139 Paper made by Ulman Stromer of Germany (Nuremberg), with the assistance of Italian craftsmen. A woodcut of this mill is given in Schedel's Nurnberg Chronicle,1493.
1396 Manuel Chrysoloras opens Greek classes in Florence: beginning of revival of Greek literature in Italy.
1405 In Flanders a papermaker named Jean L'Espagnol mentioned at Huy, probably the first papermaker in this locality.
1414 The Medici of Florence become bankers to the papacy.
1428 Paper made in Holland.
1431 Joan of Arc burned to death at Rouen; Brunelleschi devises the cupola for the Florence Cathedral.
1433 Paper made in Switzerland.
1450 Vatican Library founded; Florence under the Medici becomes center of Renaissance humanism; and Mocha in southwestern Arabia becomes main port for coffee export.
1450-55 Johann Gutenberg's 42-line Bible produced. The beginning of book printing in Europe and the beginning of the use of paper on a comparatively large scale. The paper used in the printing of this Bible has never been excelled for durability and remains to this day a monument to the papermaking craft.
1461 Leonardo da Vinci becomes a pupil of Verrocchio.
1463 Pico de Mirandola, Italian humanist born.
1465 Erasmus of Rotterdam, European humanist, born.
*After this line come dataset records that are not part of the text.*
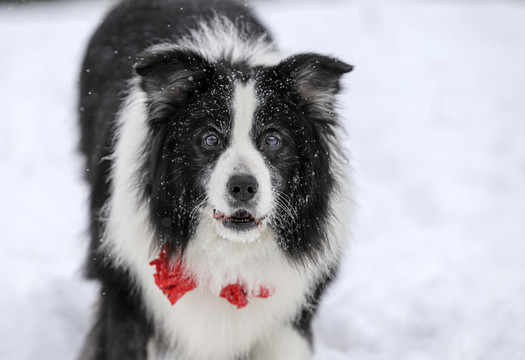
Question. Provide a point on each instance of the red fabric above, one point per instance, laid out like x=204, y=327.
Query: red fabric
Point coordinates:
x=174, y=282
x=237, y=294
x=172, y=278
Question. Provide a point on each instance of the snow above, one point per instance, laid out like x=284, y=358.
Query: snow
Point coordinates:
x=435, y=116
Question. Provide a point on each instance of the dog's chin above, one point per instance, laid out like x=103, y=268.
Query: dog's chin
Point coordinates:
x=240, y=226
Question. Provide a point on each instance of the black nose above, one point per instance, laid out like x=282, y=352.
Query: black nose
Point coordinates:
x=242, y=187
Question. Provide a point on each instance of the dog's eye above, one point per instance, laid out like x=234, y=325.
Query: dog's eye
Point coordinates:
x=211, y=140
x=272, y=141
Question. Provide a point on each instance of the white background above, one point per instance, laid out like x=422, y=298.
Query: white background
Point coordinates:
x=435, y=113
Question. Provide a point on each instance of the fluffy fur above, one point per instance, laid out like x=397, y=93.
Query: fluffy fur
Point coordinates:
x=191, y=119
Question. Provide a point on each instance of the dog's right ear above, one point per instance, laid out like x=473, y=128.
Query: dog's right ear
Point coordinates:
x=172, y=74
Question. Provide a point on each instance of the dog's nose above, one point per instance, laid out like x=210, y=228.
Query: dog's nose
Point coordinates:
x=242, y=187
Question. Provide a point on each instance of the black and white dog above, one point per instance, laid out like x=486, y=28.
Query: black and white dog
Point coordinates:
x=219, y=191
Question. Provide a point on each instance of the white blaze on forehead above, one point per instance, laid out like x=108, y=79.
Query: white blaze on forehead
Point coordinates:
x=244, y=106
x=241, y=157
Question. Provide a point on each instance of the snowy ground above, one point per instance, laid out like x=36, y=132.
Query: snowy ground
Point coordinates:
x=436, y=116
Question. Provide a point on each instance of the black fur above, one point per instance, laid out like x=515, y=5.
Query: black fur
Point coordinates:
x=298, y=107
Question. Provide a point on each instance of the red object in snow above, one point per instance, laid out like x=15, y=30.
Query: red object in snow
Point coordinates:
x=237, y=294
x=172, y=278
x=174, y=282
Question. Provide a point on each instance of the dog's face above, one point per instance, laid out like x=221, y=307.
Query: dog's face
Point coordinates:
x=245, y=147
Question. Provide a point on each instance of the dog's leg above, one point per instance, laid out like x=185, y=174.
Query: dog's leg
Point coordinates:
x=284, y=344
x=121, y=330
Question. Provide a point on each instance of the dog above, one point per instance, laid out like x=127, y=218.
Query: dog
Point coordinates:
x=218, y=181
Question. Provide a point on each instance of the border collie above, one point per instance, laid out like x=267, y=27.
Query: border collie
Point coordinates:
x=219, y=187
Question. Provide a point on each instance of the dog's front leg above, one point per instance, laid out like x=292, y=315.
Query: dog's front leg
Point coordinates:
x=283, y=344
x=121, y=330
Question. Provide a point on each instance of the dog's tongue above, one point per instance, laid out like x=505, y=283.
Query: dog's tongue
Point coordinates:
x=175, y=282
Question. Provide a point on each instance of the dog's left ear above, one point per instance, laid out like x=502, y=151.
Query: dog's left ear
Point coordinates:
x=316, y=77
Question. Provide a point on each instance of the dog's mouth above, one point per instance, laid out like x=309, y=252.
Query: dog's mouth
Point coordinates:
x=240, y=220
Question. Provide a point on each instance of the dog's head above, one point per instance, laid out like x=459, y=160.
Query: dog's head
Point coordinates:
x=245, y=147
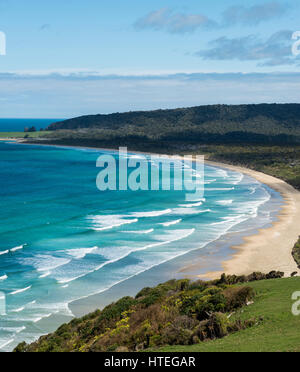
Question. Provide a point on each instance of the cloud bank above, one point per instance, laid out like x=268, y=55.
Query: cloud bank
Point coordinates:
x=57, y=95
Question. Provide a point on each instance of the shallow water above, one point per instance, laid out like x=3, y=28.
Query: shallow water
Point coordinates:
x=63, y=240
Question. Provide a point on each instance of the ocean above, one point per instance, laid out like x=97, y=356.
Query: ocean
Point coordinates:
x=62, y=240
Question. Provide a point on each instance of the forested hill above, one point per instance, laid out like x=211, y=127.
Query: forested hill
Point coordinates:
x=262, y=120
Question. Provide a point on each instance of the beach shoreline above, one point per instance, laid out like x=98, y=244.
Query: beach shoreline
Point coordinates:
x=270, y=248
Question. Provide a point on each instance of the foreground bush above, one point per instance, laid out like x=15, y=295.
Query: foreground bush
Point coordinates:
x=174, y=313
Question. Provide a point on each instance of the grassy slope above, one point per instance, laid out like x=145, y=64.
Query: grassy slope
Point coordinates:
x=278, y=332
x=22, y=134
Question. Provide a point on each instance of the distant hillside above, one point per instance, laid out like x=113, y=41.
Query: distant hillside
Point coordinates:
x=251, y=123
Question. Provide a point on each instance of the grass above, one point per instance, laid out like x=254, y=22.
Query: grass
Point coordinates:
x=9, y=135
x=278, y=332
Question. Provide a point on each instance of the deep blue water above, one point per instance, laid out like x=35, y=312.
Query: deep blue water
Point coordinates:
x=62, y=239
x=18, y=125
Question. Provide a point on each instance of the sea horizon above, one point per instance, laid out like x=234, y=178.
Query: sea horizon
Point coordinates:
x=99, y=241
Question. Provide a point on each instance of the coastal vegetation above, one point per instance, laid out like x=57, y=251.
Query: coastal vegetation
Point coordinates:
x=261, y=137
x=9, y=135
x=277, y=332
x=181, y=312
x=296, y=252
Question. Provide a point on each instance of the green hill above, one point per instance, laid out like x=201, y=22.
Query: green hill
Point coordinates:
x=278, y=332
x=264, y=123
x=230, y=314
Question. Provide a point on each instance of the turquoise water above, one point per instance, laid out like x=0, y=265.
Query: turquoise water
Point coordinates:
x=63, y=240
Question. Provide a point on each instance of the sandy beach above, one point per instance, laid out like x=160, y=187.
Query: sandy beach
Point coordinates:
x=271, y=248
Music printed for the first time.
1470 Bookseller's advertisement issued by Peter Schoeffer is considered to be the first printed poster upon paper to be produced in Europe.
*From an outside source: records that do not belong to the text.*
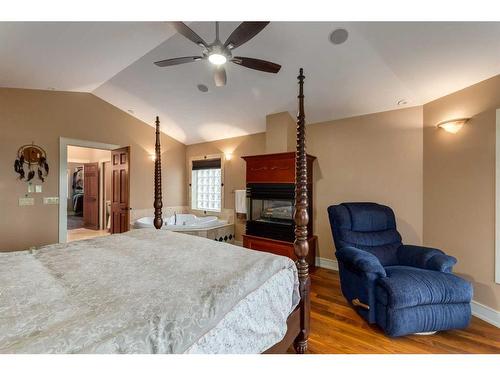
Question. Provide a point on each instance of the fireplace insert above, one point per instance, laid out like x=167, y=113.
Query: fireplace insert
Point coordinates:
x=270, y=209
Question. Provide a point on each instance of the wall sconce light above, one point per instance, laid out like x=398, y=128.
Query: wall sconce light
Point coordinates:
x=453, y=126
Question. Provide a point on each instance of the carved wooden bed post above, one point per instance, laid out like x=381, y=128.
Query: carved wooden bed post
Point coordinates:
x=301, y=218
x=158, y=204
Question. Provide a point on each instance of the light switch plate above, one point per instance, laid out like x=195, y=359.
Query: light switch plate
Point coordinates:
x=51, y=200
x=26, y=201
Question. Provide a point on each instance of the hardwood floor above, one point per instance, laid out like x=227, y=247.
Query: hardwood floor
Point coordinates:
x=84, y=234
x=336, y=328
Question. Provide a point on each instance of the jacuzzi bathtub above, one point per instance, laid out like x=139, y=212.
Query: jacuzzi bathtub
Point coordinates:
x=182, y=222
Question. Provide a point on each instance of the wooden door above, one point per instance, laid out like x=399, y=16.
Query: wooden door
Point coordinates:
x=120, y=191
x=91, y=195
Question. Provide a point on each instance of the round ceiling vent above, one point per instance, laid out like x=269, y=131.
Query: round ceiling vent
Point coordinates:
x=339, y=36
x=202, y=88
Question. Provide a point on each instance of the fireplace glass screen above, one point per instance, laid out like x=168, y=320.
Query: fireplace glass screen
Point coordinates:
x=272, y=210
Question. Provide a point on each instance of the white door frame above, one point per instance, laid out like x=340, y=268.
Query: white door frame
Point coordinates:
x=497, y=199
x=63, y=177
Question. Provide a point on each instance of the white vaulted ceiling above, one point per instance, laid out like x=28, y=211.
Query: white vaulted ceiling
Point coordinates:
x=379, y=64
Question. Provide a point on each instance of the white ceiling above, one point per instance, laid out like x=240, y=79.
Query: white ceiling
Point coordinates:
x=379, y=64
x=72, y=56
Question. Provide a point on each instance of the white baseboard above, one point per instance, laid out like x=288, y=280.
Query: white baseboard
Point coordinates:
x=329, y=264
x=485, y=313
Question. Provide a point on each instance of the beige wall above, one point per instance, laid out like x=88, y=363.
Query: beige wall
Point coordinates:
x=43, y=117
x=280, y=133
x=87, y=155
x=375, y=158
x=459, y=184
x=234, y=169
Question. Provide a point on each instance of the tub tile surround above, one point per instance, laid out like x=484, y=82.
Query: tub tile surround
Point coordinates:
x=221, y=233
x=226, y=214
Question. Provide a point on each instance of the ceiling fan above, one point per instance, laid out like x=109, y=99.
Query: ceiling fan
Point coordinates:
x=219, y=53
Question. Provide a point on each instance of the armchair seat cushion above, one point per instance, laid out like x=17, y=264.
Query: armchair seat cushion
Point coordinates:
x=407, y=287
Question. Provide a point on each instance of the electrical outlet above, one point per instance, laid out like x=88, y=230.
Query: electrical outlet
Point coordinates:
x=26, y=201
x=51, y=200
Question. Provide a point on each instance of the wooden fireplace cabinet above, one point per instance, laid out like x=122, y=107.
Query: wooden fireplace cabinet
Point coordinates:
x=275, y=170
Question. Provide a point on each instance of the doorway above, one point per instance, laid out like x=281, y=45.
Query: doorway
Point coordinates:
x=92, y=177
x=88, y=198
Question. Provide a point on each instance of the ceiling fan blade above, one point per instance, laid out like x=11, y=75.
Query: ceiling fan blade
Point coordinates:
x=243, y=33
x=220, y=76
x=184, y=30
x=262, y=65
x=178, y=60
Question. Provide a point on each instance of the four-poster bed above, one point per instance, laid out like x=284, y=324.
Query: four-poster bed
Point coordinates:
x=298, y=321
x=157, y=291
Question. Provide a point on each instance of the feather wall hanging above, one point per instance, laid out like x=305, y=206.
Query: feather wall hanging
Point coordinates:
x=34, y=158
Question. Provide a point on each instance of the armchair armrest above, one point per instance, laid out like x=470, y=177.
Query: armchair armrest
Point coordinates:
x=425, y=257
x=360, y=260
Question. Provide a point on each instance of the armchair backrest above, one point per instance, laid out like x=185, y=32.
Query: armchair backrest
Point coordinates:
x=366, y=226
1473 Nicolaus Copernicus born.
1476 William Caxton sets up first printing shop in Westminster. All of the paper used by Caxton was brought from the Low Countries.
1480 Anthony Koberger, printer of Nuremberg, distributed a printed circular to his customer, probably the first use of this form of advertising.
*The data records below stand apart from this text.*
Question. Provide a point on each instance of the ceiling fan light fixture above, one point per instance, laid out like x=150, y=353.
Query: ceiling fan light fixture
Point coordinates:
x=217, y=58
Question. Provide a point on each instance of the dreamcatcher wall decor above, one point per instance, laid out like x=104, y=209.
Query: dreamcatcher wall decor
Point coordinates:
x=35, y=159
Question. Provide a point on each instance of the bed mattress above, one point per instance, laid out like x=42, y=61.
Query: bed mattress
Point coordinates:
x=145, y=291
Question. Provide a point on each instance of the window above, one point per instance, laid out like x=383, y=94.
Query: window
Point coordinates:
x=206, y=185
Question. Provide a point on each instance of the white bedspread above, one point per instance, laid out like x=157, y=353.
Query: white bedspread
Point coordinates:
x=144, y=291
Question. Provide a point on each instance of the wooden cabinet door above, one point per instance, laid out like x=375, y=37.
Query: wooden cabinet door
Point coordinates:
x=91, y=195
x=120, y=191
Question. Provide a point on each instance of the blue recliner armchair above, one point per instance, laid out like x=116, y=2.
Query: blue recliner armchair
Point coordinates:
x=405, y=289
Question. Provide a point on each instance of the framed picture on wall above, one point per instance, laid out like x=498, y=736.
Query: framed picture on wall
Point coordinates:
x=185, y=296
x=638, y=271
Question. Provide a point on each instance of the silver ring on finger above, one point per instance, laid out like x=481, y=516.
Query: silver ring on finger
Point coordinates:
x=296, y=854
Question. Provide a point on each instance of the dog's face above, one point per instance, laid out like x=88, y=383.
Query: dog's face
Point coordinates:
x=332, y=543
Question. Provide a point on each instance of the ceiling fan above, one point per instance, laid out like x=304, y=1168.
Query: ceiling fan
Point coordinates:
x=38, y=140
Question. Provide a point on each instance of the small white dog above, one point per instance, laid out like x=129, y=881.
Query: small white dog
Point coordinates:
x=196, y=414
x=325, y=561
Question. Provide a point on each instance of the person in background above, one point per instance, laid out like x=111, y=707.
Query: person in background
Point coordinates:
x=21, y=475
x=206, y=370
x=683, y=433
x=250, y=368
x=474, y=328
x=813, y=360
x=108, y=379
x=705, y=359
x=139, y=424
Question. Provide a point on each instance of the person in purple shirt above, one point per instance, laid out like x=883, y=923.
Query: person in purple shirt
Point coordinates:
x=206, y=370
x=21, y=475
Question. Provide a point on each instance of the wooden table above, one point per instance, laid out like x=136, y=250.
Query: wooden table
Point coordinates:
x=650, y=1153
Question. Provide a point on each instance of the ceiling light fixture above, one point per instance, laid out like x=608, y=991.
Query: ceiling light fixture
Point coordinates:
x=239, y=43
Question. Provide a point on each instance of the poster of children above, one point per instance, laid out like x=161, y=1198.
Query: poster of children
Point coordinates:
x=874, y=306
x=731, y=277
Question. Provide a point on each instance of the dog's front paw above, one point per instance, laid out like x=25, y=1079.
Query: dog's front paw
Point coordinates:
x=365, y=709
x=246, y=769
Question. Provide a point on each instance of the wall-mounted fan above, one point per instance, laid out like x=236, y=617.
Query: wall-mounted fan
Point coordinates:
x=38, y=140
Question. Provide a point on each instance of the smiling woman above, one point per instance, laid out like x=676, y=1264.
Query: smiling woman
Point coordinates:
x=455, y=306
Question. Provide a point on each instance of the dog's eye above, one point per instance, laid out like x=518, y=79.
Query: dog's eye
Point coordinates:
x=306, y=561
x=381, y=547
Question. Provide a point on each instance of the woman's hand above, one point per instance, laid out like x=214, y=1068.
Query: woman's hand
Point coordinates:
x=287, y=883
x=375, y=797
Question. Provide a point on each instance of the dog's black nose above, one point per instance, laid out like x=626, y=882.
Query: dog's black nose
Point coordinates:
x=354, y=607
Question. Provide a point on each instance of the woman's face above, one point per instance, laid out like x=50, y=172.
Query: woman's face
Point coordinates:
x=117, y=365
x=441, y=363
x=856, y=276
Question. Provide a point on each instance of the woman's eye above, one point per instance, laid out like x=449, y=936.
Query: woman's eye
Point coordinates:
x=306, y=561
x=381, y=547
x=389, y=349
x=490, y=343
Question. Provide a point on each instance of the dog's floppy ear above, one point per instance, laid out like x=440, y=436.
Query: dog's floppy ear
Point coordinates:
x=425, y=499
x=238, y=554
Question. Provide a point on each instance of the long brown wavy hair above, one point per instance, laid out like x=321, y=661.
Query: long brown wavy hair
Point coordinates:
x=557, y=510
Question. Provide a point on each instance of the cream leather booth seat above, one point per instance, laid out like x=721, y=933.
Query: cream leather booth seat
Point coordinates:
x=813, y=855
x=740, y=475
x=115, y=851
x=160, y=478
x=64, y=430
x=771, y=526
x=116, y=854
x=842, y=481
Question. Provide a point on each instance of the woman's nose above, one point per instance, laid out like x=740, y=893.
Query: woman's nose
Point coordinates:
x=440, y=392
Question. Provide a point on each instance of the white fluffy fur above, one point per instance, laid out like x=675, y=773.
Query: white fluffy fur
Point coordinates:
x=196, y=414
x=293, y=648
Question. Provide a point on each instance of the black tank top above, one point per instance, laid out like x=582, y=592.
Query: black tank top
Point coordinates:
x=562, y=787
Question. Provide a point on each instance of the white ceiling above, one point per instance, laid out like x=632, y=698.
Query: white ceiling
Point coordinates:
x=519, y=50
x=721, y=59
1491 Paper made in Poland. By 1546 there were thirty-five paper mills in Poland.
1492 Columbus sailed from Spain to the New World; Granada conquered by the Spanish and extinguish the Moorish kingdom; Torquemada gives order that Spanish Jews have three months to accept Christianity or leave the country.
1493 Nurnberg Chronicle issued by Schedel. In the double-page image of the city of Nurnberg is shown a small picture of the Ulman Stromer paper mill (lower right corner). This was the first picture of a paper mill to be used in a European book.
1494-5 Paper first made in England by John Tate, in Hertfordshire. The first printer to make use of Tate paper was Wynken de Worde (1496).
1495 First watermark in England.
1495 Leonardo da Vinci begins "The Last Supper."
1497 Cabot reached Canada; Amerigo Vespucci disputes Columbus' claims.
1498 Vasco da Gama reaches India; Savonarola burned as a heretic in Florence; Michelangelo sculpts "Pietą in St. Peter's.
1500 First black-lead pencils used in England.